Dilogarithm Identities in Conformal Field Theory and Group Homology

TL;DR

This paper links Rogers' dilogarithm identities in conformal field theory to group homology and algebraic K-theory, clarifying their mathematical origins and correcting previous conjectures.

Contribution

It interprets key dilogarithm identities as lifts of generators in third homology of certain groups, connecting conformal field theory with algebraic topology and K-theory.

Findings

Identifies the Richmond-Szekeres identity as a lift in third homology.

Clarifies the role of algebraic K-theory in dilogarithm identities.

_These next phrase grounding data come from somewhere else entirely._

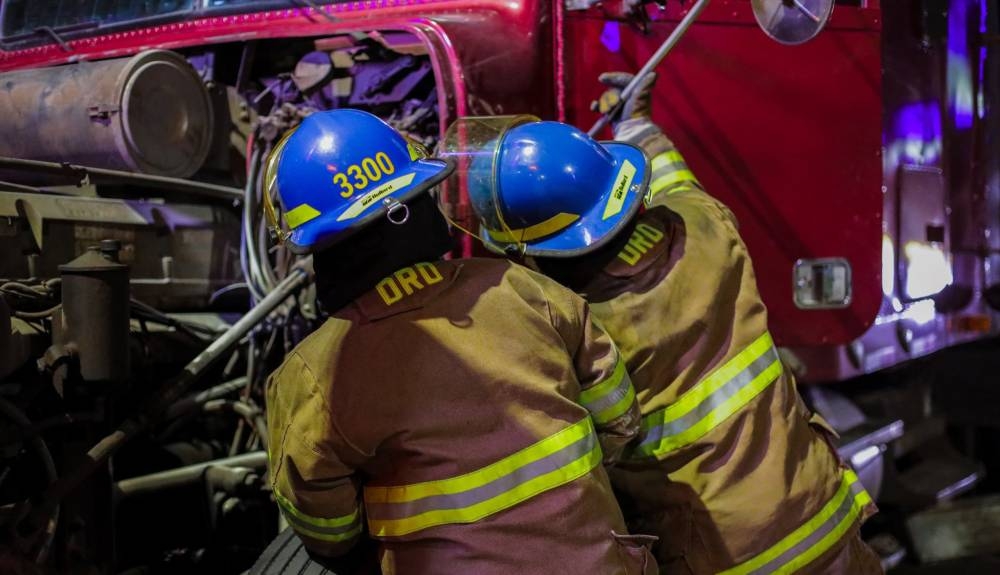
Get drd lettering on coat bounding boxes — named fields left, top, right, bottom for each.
left=376, top=262, right=444, bottom=305
left=617, top=223, right=665, bottom=265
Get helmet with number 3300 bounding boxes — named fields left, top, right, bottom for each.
left=264, top=109, right=454, bottom=254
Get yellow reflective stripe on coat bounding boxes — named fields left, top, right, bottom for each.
left=648, top=149, right=700, bottom=200
left=273, top=488, right=363, bottom=543
left=364, top=417, right=602, bottom=537
left=579, top=353, right=636, bottom=424
left=634, top=332, right=782, bottom=458
left=650, top=150, right=687, bottom=171
left=720, top=470, right=873, bottom=575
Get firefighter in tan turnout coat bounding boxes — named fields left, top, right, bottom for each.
left=263, top=109, right=657, bottom=574
left=454, top=74, right=883, bottom=574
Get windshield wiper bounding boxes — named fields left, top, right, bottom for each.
left=289, top=0, right=338, bottom=23
left=31, top=20, right=99, bottom=52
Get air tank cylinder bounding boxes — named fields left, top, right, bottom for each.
left=59, top=240, right=130, bottom=384
left=0, top=50, right=213, bottom=178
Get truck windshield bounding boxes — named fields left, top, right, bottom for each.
left=2, top=1, right=194, bottom=40
left=0, top=1, right=343, bottom=45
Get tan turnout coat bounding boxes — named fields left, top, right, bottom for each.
left=572, top=119, right=882, bottom=575
left=267, top=257, right=657, bottom=575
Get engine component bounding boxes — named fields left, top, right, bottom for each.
left=0, top=297, right=13, bottom=380
left=19, top=268, right=311, bottom=540
left=0, top=50, right=213, bottom=178
left=0, top=156, right=243, bottom=201
left=292, top=52, right=334, bottom=93
left=0, top=31, right=440, bottom=573
left=0, top=397, right=60, bottom=564
left=348, top=56, right=430, bottom=106
left=0, top=191, right=241, bottom=311
left=114, top=451, right=266, bottom=499
left=58, top=241, right=130, bottom=384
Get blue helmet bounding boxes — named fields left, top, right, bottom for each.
left=442, top=118, right=649, bottom=257
left=264, top=109, right=453, bottom=254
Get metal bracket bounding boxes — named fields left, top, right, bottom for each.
left=87, top=104, right=120, bottom=121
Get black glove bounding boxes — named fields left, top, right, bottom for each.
left=591, top=71, right=657, bottom=128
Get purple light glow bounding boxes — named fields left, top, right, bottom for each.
left=890, top=102, right=943, bottom=164
left=947, top=0, right=976, bottom=129
left=601, top=22, right=620, bottom=53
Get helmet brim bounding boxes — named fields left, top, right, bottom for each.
left=479, top=142, right=649, bottom=258
left=287, top=157, right=456, bottom=254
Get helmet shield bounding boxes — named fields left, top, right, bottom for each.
left=440, top=115, right=541, bottom=241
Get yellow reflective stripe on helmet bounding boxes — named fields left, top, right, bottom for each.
left=485, top=212, right=580, bottom=243
left=719, top=470, right=872, bottom=575
left=263, top=127, right=299, bottom=237
left=635, top=332, right=782, bottom=458
left=602, top=159, right=637, bottom=220
left=284, top=203, right=322, bottom=229
left=273, top=488, right=363, bottom=543
left=404, top=136, right=429, bottom=160
left=579, top=353, right=636, bottom=424
left=365, top=417, right=601, bottom=537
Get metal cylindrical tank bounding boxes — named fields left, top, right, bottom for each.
left=59, top=240, right=130, bottom=384
left=0, top=50, right=213, bottom=178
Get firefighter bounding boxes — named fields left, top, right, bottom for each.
left=449, top=75, right=883, bottom=573
left=261, top=109, right=657, bottom=574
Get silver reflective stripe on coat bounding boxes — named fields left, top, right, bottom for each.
left=720, top=470, right=873, bottom=575
left=365, top=416, right=602, bottom=537
left=366, top=431, right=595, bottom=521
left=634, top=332, right=783, bottom=458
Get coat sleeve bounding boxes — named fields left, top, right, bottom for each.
left=538, top=274, right=642, bottom=464
left=614, top=118, right=736, bottom=216
left=266, top=353, right=367, bottom=558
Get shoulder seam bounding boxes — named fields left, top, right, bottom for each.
left=292, top=351, right=373, bottom=460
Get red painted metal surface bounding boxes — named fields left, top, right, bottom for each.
left=5, top=0, right=995, bottom=384
left=793, top=0, right=1000, bottom=382
left=562, top=2, right=884, bottom=348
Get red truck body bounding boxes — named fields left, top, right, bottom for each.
left=1, top=0, right=994, bottom=383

Resolves conjectures related to hyperbolic 3-manifolds and group homology.

Abstract

Recently, Rogers' dilogarithm identities have attracted much attention in the setting of conformal field theory as well as lattice model calculations. One of the connecting threads is an identity of Richmond-Szekeres that appeared in the computation of central charges in conformal field theory. We show that the Richmond-Szekeres identity and its extension by Kirillov-Reshetikhin can be interpreted as a lift of a generator of the third integral homology of a finite cyclic subgroup sitting inside the projective special linear group of all $2 \times 2$ real matrices viewed as a {\it discrete} group. This connection allows us to clarify a few of the assertions and conjectures stated in the work of Nahm-Recknagel-Terhoven concerning the role of algebraic $K$-theory and Thurston's program on hyperbolic 3-manifolds. Specifically, it is not related to hyperbolic 3-manifolds as suggested but is more appropriately related to the group manifold of the universal covering group of the projective special linear group of all $2 \times 2$ real matrices viewed as a topological group. This also resolves the weaker version of the conjecture as formulated by Kirillov. We end with the summary of a number of open conjectures on the mathematical side.